Numerous diseases have been caused by cryptic splice site mutations or usage of cryptic splice sites due to the mutations in authentic splice sites.

== S&S in animal and plant genomics research ==
S&S has also been used in RNA splicing research in many animals and plants.

The mRNA splicing plays a fundamental role in gene functional regulation. Very recently, it has been shown that A to G conversions at splice sites can lead to mRNA mis-splicing in Arabidopsis. The splicing and exon–intron junction prediction coincided with the GT/AG rule (S&S) in the Molecular characterization and evolution of carnivorous sundew (Drosera rotundifolia L.) class V b-1,3-glucanase. Unspliced (LSDH) and spliced (SSDH) transcripts of NAD+ dependent sorbitol dehydroge nase (NADSDH) of strawberry (Fragaria ananassa Duch., cv. Nyoho) were investigated for phytohormonal treatments.
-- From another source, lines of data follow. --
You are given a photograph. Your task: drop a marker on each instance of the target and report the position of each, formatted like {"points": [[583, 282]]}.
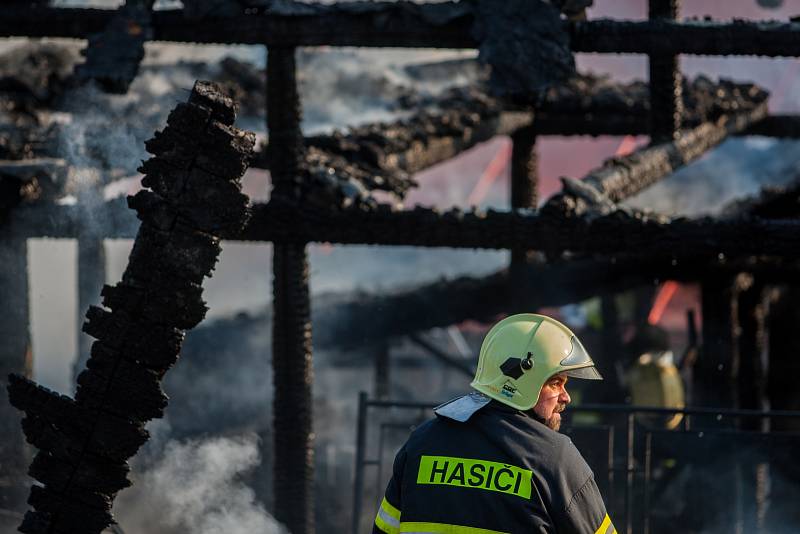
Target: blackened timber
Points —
{"points": [[193, 200], [400, 24], [291, 326], [781, 126], [524, 184], [442, 356], [665, 80], [397, 26], [369, 319], [615, 232], [702, 37], [621, 178]]}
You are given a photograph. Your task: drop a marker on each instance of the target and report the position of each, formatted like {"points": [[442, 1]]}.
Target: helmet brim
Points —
{"points": [[585, 373]]}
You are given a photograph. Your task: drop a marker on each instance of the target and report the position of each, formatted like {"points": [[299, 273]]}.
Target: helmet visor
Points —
{"points": [[579, 356], [587, 373]]}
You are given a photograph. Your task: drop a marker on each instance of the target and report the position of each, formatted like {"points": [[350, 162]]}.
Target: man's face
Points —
{"points": [[553, 399]]}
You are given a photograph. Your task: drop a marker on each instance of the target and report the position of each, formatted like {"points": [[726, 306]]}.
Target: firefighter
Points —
{"points": [[492, 461]]}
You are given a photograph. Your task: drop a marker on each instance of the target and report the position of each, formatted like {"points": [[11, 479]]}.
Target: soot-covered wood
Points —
{"points": [[194, 199]]}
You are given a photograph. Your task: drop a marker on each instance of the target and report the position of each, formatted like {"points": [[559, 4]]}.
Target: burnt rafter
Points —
{"points": [[405, 24], [383, 156], [623, 177], [772, 202], [113, 55], [614, 232], [365, 319], [194, 200]]}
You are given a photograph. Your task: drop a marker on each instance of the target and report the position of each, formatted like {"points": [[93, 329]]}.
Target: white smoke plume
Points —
{"points": [[197, 486]]}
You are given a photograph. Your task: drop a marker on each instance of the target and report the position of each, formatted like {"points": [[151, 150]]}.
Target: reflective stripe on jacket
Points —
{"points": [[501, 471]]}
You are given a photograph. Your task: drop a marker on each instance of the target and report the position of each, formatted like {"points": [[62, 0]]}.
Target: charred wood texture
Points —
{"points": [[371, 318], [613, 233], [405, 24], [524, 182], [773, 202], [787, 126], [665, 80], [291, 328], [740, 37], [113, 55], [194, 200], [346, 165], [384, 156], [621, 178]]}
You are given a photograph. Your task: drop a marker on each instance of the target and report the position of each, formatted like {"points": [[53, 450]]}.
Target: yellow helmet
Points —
{"points": [[521, 352]]}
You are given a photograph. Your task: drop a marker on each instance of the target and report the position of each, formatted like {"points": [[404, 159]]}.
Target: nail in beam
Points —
{"points": [[291, 338]]}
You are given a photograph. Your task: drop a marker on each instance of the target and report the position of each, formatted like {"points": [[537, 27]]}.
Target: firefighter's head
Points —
{"points": [[525, 361]]}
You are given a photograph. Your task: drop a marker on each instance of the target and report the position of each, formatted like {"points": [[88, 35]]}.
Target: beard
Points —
{"points": [[554, 421]]}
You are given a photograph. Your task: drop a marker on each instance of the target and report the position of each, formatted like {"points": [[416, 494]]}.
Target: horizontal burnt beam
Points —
{"points": [[400, 24], [367, 318], [623, 177], [615, 232], [595, 125], [403, 24], [698, 37]]}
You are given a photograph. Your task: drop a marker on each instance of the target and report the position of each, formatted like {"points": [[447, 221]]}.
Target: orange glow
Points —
{"points": [[490, 174], [626, 146], [661, 302]]}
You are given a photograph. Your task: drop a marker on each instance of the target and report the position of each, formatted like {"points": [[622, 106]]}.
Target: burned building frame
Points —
{"points": [[591, 243]]}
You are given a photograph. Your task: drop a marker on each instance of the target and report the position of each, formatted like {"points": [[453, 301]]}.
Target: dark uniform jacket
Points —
{"points": [[501, 471]]}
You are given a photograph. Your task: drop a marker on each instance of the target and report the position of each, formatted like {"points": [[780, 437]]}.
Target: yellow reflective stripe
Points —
{"points": [[384, 525], [388, 518], [606, 527], [391, 510], [443, 528], [476, 474]]}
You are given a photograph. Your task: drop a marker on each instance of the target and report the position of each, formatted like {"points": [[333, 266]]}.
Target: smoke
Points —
{"points": [[736, 169], [197, 486]]}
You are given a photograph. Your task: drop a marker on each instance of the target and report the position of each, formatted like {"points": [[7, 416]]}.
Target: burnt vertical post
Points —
{"points": [[524, 182], [382, 371], [717, 368], [752, 385], [666, 81], [15, 357], [91, 274], [291, 337]]}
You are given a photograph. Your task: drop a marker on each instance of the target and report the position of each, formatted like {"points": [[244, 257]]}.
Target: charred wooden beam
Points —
{"points": [[113, 55], [782, 126], [371, 318], [404, 24], [665, 80], [621, 178], [702, 37], [384, 156], [615, 232], [291, 326], [524, 183], [194, 200], [15, 357], [772, 202]]}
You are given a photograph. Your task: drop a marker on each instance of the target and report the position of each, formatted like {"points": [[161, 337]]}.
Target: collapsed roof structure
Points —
{"points": [[322, 186]]}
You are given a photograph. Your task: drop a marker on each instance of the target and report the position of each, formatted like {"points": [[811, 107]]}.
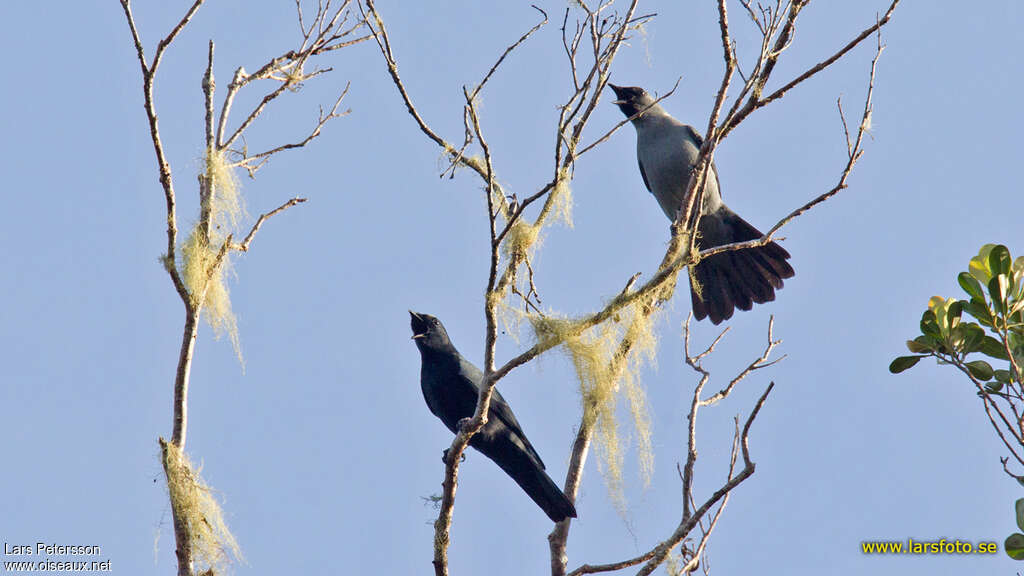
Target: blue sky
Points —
{"points": [[323, 448]]}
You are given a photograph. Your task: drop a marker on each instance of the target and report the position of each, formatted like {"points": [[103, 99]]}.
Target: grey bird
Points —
{"points": [[451, 385], [668, 150]]}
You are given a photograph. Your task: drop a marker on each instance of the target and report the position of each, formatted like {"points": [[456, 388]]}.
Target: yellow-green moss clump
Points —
{"points": [[193, 501], [206, 283], [605, 375], [561, 198]]}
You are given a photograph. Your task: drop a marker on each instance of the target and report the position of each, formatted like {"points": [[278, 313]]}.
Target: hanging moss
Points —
{"points": [[200, 253], [213, 544], [605, 376]]}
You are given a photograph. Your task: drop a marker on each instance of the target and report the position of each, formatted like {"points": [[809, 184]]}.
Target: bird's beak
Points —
{"points": [[617, 89], [417, 318]]}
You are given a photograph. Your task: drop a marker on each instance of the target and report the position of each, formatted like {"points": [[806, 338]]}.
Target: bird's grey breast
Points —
{"points": [[667, 154]]}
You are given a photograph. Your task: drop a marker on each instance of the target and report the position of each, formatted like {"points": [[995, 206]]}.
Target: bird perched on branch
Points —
{"points": [[668, 151], [451, 386]]}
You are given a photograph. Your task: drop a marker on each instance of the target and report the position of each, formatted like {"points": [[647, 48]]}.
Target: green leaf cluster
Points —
{"points": [[989, 322], [1014, 545]]}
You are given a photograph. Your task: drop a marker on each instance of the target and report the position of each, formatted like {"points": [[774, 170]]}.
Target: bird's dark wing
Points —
{"points": [[500, 409]]}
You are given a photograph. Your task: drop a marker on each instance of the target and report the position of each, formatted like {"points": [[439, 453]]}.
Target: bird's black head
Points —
{"points": [[428, 331], [631, 99]]}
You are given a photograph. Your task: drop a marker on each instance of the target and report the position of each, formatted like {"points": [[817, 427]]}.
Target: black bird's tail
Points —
{"points": [[736, 279], [529, 475]]}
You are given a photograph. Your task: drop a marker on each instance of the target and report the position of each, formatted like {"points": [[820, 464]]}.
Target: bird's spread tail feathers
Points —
{"points": [[736, 279]]}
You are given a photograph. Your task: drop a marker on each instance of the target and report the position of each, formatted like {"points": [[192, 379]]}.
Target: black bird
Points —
{"points": [[451, 386], [668, 150]]}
Ambra1 is a positive regulator of autophagy, a lysosome-mediated degradative process involved both in physiological and pathological conditions. Nowadays, this function of Ambra1 has been characterized only in mammals and zebrafish. Diminution of rbm24a or rbm24b gene products by morpholino knockdown resulted in significant disruption of somite formation in mouse and zebrafish. Dr.Senapathy algorithm used extensively to study intron-exon organization of fut8 genes. The intron-exon boundaries of Sf9 fut8 were in agreement with the consensus sequence for the splicing donor and acceptor sites concluded using S&S.